R fronça les sourcils :

« À quelque chose. Oh, si cela vous fait plaisir, je vais vous le dire : à un procès. J’ai mis un procès en vers. Un idiot, un de chez nous, – nous avons été deux ans ensemble – déclara un beau jour : “Je suis un génie, je suis au-dessus de la loi”, qu’il disait, et il en débitait, il en sortait… »

Les lèvres épaisses firent la moue, les yeux perdirent leur vernis. R-13 se leva, se retourna pour s’appuyer contre le mur, je regardais sa petite malle étroitement fermée et pensais : « Qu’est-ce qui se passe là-dedans ? »

Un silence asymétrique et pénible. Je ne savais pas exactement ce qui se passait, mais sentais quelque chose…

« C’est un bonheur que les temps antédiluviens des Shakespeare et Dostoïevski sont passés », dis-je à dessein très haut.

R se retourna et les mots se mirent de nouveau à jaillir et gicler hors de sa bouche, mais le vernis avait disparu de ses yeux.

« Oui, mon cher mathématicien, c’est un bonheur, un vrai bonheur. Nous représentons l’heureuse moyenne arithmétique. Comme vous diriez, c’est l’intégration du zéro à l’infini, du crétinisme à Shakespeare… Hein ? »

Je ne sais pourquoi, cela me parut absolument déplacé, mais je me souvins brusquement d’elle et de sa voix. Un fil extrêmement ténu (lequel ?) se tendit entre elle et R, La racine de moins un recommença de me torturer, j’ouvris ma plaque, il était dix-sept heures moins vingt-cinq, il leur restait quarante-cinq minutes pour le carnet à souches roses.

« Il est temps… » J’embrassai O, serrai la main de R et me dirigeai vers l’ascenseur.

Arrivé de l’autre côté de l’avenue, je regardai autour de moi. Ici et là, dans les masses de verre traversées par le soleil, s’étageaient des cellules gris-bleu, aux rideaux baissés et opaques qui faisaient tache. C’étaient les cellules du bonheur rythmique, taylorisé.

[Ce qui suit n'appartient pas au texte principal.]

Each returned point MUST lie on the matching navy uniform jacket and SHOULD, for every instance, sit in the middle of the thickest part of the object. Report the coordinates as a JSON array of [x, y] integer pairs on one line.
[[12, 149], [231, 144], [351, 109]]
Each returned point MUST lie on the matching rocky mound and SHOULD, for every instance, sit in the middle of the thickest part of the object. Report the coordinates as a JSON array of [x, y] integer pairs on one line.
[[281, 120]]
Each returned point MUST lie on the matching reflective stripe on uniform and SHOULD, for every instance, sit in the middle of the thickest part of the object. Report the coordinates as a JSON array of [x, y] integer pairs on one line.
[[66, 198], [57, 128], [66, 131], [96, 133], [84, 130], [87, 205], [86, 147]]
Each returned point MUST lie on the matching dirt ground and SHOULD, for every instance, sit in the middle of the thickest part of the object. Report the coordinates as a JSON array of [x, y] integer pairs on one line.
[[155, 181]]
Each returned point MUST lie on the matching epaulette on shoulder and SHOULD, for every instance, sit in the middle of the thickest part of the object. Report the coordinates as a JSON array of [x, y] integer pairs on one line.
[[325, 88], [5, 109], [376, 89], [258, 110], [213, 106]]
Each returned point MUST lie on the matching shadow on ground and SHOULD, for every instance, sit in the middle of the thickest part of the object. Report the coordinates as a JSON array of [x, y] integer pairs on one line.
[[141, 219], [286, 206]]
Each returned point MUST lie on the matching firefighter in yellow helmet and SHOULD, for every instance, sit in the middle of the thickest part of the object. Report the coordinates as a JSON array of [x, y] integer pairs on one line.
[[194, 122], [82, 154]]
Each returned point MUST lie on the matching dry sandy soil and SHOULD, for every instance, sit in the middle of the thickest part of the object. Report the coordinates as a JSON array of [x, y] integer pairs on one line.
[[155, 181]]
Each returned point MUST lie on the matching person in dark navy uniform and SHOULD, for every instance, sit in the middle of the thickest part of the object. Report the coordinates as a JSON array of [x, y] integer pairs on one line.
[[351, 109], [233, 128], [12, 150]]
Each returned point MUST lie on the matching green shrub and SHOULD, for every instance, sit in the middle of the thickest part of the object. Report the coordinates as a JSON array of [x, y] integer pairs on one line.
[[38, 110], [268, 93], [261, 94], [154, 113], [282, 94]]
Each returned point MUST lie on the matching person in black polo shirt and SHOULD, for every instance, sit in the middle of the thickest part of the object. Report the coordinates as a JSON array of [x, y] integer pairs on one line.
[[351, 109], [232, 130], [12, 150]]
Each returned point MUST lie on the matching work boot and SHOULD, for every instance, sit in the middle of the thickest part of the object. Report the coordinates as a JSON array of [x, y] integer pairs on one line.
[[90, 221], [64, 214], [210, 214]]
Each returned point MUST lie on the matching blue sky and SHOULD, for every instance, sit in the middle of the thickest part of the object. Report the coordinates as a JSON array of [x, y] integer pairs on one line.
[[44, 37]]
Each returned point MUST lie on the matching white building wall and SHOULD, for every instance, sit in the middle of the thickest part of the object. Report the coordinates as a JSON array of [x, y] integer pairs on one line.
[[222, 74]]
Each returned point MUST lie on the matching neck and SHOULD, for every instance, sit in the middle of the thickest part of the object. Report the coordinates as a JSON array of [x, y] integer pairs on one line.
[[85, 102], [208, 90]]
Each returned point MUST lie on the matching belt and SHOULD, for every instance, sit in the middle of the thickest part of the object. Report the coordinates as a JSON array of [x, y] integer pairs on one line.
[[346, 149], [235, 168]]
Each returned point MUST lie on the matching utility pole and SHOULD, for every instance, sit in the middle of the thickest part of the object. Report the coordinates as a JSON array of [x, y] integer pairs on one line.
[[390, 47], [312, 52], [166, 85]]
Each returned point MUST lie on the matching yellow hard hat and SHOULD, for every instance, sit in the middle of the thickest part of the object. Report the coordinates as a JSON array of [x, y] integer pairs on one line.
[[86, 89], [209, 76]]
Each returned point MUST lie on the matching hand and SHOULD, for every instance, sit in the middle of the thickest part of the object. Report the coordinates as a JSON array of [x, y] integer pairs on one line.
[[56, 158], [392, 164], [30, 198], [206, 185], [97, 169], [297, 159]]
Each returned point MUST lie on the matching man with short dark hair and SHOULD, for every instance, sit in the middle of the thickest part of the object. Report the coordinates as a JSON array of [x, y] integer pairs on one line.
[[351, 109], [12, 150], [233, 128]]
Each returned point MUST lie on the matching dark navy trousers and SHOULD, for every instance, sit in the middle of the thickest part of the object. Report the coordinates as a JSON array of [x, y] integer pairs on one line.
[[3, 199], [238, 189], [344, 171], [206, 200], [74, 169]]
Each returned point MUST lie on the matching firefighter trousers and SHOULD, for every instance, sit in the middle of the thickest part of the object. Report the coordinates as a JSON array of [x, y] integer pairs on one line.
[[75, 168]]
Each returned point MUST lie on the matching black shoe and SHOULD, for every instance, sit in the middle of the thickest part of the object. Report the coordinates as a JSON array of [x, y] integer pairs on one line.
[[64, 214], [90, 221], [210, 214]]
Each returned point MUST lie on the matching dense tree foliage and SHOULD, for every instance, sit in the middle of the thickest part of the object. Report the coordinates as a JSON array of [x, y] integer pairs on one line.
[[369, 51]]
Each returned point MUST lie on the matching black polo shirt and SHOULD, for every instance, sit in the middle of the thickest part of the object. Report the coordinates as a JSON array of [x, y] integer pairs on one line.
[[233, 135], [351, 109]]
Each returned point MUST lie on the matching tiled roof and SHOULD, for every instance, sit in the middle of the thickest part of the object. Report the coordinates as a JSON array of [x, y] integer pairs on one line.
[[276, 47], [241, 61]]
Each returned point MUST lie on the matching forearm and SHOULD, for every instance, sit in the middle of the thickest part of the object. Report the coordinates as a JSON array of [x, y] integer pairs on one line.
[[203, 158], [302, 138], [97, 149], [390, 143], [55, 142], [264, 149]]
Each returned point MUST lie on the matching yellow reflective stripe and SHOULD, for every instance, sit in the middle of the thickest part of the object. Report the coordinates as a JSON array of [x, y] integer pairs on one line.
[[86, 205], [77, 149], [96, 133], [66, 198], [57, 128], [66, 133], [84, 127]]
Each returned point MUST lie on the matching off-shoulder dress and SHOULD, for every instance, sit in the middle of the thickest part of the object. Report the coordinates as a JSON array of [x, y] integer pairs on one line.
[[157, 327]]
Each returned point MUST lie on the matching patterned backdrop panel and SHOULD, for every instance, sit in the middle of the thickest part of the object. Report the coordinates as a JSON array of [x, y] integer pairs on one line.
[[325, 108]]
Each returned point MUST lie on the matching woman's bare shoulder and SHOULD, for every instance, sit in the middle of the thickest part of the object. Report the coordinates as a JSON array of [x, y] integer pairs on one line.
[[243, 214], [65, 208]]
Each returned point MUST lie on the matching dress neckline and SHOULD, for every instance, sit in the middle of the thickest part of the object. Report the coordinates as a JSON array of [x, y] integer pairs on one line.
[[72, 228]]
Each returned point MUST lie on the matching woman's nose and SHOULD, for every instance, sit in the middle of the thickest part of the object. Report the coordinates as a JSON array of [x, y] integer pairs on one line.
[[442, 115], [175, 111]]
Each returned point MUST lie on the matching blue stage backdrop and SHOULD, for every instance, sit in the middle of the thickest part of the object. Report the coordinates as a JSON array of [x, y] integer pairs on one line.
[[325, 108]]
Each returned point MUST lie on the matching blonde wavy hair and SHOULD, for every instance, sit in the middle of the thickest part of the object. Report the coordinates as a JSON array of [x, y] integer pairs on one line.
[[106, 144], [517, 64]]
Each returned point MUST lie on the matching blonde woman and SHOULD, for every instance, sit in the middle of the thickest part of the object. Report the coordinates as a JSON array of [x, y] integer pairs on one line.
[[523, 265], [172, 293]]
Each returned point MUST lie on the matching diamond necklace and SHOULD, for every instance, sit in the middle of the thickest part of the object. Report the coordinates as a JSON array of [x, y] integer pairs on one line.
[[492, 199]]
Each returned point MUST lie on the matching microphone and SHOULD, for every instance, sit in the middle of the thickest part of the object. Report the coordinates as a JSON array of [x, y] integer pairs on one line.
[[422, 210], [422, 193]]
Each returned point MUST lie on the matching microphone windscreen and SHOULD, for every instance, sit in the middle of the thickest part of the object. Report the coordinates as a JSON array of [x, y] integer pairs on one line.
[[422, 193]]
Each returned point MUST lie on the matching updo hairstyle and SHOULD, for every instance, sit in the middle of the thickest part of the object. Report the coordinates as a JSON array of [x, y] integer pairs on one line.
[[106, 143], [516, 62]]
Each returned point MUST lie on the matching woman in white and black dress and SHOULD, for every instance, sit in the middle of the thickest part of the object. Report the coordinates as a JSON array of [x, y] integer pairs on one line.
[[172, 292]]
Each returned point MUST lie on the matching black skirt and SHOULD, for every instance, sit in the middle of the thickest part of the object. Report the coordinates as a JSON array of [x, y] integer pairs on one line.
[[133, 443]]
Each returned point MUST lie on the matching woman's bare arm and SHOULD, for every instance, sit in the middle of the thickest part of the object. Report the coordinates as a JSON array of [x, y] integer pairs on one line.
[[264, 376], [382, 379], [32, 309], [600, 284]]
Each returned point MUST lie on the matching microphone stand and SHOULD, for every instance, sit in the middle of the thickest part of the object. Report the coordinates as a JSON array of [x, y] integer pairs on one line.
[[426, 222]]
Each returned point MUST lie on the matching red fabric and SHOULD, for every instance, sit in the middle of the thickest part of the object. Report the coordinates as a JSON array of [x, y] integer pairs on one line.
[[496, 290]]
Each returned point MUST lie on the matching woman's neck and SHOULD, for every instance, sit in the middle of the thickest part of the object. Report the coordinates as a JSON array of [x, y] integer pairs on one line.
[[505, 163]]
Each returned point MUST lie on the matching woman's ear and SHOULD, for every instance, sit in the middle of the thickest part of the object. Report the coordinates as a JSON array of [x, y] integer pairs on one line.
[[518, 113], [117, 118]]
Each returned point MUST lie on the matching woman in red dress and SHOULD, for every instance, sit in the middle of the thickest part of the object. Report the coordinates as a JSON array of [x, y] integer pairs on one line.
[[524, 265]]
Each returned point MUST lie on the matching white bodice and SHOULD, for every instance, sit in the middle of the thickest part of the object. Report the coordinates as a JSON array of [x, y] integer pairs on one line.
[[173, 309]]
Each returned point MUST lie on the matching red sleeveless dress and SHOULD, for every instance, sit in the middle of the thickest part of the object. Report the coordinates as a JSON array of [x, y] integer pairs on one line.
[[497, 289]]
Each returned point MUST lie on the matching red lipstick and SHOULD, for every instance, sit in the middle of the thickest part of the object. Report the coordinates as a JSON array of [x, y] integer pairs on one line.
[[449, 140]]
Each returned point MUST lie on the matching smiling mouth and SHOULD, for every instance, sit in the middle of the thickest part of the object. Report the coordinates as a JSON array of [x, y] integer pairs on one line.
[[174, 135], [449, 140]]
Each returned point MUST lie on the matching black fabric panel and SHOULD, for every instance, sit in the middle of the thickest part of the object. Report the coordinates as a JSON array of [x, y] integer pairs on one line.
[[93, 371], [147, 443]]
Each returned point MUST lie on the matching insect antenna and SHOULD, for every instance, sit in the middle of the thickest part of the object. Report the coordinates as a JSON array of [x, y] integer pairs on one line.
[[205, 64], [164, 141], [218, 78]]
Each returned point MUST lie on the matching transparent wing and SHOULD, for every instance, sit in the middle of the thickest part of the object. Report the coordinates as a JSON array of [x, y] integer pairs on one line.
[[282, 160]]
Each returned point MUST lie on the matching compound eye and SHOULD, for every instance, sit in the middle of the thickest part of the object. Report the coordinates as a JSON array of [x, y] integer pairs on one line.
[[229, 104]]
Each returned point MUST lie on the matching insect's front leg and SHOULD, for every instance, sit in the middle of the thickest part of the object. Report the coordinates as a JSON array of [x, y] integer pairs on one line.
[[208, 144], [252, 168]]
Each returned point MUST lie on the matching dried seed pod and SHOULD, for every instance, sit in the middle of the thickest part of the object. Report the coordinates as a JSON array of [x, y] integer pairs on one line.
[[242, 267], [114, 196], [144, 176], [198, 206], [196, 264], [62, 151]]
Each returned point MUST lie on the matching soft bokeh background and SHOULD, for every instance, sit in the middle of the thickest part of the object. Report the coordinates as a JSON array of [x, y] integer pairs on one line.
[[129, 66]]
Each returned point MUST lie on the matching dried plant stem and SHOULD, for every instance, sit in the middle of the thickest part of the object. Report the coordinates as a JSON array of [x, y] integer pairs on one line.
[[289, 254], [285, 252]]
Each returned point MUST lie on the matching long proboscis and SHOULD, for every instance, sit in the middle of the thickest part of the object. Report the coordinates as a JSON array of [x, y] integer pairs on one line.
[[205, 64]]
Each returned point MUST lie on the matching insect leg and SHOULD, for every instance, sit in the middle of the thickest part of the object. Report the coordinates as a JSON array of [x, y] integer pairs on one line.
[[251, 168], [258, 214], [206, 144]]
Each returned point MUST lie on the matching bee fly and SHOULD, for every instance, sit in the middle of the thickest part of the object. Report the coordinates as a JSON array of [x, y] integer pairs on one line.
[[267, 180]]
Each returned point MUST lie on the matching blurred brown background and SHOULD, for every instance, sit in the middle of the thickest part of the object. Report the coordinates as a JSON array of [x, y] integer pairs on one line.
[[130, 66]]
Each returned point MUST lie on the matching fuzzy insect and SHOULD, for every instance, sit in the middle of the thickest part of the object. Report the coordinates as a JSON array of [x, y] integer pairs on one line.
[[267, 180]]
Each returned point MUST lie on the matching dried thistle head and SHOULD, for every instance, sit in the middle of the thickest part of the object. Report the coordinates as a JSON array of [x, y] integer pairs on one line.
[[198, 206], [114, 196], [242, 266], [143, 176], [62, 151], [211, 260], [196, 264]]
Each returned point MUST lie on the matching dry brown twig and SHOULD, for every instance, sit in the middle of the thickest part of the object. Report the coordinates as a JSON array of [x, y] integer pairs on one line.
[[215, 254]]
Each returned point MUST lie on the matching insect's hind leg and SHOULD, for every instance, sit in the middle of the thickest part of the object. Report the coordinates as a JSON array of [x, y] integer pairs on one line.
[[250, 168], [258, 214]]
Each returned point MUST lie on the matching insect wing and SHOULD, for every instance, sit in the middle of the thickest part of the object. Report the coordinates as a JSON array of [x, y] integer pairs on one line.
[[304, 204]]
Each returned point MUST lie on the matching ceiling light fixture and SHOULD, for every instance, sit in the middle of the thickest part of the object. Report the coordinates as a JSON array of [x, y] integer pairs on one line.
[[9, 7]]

Je trouvai au septième étage la cellule de R-13 : il baissait déjà les rideaux.

Chère O… Cher R… Il y a aussi – (je ne sais pourquoi j’ai écrit « aussi », mais le mot est écrit, je le laisse) – il y a aussi en lui quelque chose que je ne comprends pas très bien. Malgré tout, lui, O et moi, nous formons un triangle, non isocèle, je veux bien, mais un triangle tout de même. Pour parler la langue de nos ancêtres, que vous, habitants des planètes, vous comprenez peut-être, nous formons une famille. Et il est bon quelquefois de se reposer un peu, de s’isoler de tout dans ce triangle simple et solide…

NOTE 9 – La liturgie. Les ïambes et les trochées. La main de fonte.

Le jour était clair et triomphal. C’était un de ces jours qui vous font oublier vos faiblesses, vos imprécisions, vos maladies ; tout devient cristallin, inflexible, éternel, comme notre nouveau verre…

Sur la place du Cube, on avait disposé soixante-six cercles concentriques : les tribunes. Sur ces soixante-six rangs, l’épanouissement des visages et le bleu des yeux reflétaient l’éclat du ciel, à moins que ce ne fût l’éclat de l’État Unique. Les lèvres des femmes étaient pourpres comme des fleurs. Des rangées d’enfants, semblables à de douces guirlandes, se pressaient autour du centre. Il régnait un calme profond, sévère, « gothique »…

D’après les documents parvenus jusqu’à nous, les anciens éprouvaient des sentiments semblables lors de leurs « services religieux ». Mais eux, ils servaient un Dieu inconnu et absurde, tandis que nous, nous servons un Dieu sensé et parfaitement connu. Leur Dieu ne leur donnait rien, si ce n’est des inquiétudes éternelles, tandis que le nôtre nous a donné la vérité absolue : il nous a délivrés de toute inquiétude. Leur Dieu n’avait rien trouvé de mieux que de s’offrir lui-même en sacrifice, on ne sait pourquoi, tandis que nous apportons au nôtre, à l’État Unique, un sacrifice paisible, réfléchi et raisonnable. Certes, c’était bien une liturgie triomphale à la gloire de l’État Unique que cette commémoration de la Guerre de Deux Cents ans, de la victoire grandiose remportée par tous sur un seul, par le total sur l’unité…

Cette unité se tenait sur les marches du Cube tout éclairé de soleil. Il avait un visage blanc, ou plutôt non, un visage sans couleur, de verre, et ses lèvres avaient également l’aspect du verre. Seuls ses yeux noirs brillaient ; ils semblaient des abîmes ouverts sur le monde trouble, dont il n’était plus éloigné que de quelques minutes. Sa plaque d’or portant son numéro lui avait déjà été retirée, et ses mains étaient attachées par un ruban pourpre.